Sleep Problems May Raise Your Risk Of Stroke
People who have sleep problems may be more likely to have a stroke, according to a study published online today in Neurology®. Sleep problems included getting too much or too little sleep, taking long naps, having poor quality sleep, snoring, snorting and sleep apnea. In addition, those who had five or more of these symptoms had an even greater risk of stroke. The authors suggest that sleep problems should be an area of focus for stroke prevention, while noting that the study is observational, so cannot prove that sleep problems actually cause a stroke.

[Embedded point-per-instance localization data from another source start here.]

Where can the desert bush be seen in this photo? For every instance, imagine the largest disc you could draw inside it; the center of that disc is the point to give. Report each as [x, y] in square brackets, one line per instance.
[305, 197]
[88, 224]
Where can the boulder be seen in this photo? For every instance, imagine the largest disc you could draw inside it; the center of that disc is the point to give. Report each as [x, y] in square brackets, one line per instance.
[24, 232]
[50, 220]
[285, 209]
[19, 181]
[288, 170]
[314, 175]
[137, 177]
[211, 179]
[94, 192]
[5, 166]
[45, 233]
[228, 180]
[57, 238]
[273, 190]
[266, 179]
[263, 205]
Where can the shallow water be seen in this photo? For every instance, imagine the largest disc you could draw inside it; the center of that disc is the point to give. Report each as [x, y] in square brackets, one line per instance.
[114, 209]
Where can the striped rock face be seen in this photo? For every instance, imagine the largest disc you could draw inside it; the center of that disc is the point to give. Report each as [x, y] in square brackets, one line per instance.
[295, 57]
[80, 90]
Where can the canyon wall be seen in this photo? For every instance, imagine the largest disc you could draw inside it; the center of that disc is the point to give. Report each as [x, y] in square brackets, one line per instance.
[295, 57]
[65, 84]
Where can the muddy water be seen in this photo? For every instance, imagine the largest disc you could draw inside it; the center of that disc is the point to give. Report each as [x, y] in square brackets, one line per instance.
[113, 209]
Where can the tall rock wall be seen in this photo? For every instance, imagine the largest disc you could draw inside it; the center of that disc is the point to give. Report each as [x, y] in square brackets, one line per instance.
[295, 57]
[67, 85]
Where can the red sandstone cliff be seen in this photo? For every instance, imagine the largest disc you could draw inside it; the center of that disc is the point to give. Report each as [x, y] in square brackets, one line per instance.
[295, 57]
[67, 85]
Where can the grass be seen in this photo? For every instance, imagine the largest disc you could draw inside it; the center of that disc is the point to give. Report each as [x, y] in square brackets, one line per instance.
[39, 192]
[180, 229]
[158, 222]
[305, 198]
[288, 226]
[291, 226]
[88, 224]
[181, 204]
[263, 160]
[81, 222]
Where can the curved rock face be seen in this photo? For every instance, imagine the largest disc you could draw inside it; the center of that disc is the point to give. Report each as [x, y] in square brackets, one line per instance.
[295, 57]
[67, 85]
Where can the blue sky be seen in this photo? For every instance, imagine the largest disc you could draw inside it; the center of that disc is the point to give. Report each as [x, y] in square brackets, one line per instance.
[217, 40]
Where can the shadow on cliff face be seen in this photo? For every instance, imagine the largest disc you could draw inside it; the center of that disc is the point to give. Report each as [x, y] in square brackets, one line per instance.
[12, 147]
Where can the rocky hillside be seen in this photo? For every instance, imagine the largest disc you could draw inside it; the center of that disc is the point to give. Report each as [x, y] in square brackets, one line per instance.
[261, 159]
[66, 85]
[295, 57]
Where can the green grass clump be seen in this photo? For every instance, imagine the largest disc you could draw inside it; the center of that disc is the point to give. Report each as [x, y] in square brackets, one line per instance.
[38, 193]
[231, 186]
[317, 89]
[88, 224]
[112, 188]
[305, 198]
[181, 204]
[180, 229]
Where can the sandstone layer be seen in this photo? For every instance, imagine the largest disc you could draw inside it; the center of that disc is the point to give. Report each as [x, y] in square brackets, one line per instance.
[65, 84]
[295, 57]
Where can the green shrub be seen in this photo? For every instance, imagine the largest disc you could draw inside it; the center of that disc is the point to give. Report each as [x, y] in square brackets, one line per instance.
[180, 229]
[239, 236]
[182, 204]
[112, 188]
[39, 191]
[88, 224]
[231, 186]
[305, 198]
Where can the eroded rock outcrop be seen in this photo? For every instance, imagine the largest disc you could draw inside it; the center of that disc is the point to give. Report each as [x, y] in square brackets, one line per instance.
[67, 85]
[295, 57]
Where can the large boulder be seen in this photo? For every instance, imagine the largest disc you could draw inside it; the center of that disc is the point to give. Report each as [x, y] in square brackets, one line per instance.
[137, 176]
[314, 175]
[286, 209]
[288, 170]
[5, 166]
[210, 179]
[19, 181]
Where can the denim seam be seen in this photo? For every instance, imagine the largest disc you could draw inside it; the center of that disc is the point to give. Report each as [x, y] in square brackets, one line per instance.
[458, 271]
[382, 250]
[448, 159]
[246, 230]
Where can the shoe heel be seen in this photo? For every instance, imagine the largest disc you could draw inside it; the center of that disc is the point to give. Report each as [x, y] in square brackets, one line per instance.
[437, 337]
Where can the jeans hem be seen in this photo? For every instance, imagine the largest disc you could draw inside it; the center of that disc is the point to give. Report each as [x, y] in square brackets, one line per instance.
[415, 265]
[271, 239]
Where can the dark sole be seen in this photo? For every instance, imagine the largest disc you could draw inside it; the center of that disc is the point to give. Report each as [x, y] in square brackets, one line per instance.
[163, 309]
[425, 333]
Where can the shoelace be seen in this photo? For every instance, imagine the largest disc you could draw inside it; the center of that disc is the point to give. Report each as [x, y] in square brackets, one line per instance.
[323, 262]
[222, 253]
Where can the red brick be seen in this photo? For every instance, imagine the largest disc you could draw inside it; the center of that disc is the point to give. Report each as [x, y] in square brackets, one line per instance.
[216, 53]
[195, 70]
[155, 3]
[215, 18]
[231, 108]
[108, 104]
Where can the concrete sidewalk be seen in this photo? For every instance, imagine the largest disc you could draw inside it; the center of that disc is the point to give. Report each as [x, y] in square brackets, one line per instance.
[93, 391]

The international study involved 2,243 who had a stroke who were matched to a similar group of 2,253 people who did not have a stroke. Participants average age was 62.
In a survey, participants were asked about their sleep behaviors, including how many hours of sleep they got, sleep quality, napping, snoring, snorting and breathing problems during sleep.
People who slept for too many (more than 9) hours or too few (less than 5) hours per night were more likely to have a stroke than those who slept an average of 7 hours.
Specifically, people who got less than 5 hours of sleep were 3 times more likely to have a stroke than those who got 7 hours, and those who got more than 9 hours of sleep were more than twice as likely to have a stroke than those who got 7 hours a night.
People who took naps longer than one hour were 88% more likely to have a stroke than those who did not.
The researchers also looked at breathing problems during sleep, including snoring, snorting and sleep apnea. People who snored were 91% more likely to have stroke than those who did not and those who snorted were nearly three times more likely to have a stroke than those who did not. People with sleep apnea were nearly three times more likely to have a stroke than those who did not.
Results remained similar after adjustment for other factors that could affect the risk of stroke such as smoking, physical activity, depression and alcohol consumption.
The authors suggest that interventions to improve sleep may also reduce the risk of stroke, though additional research is needed.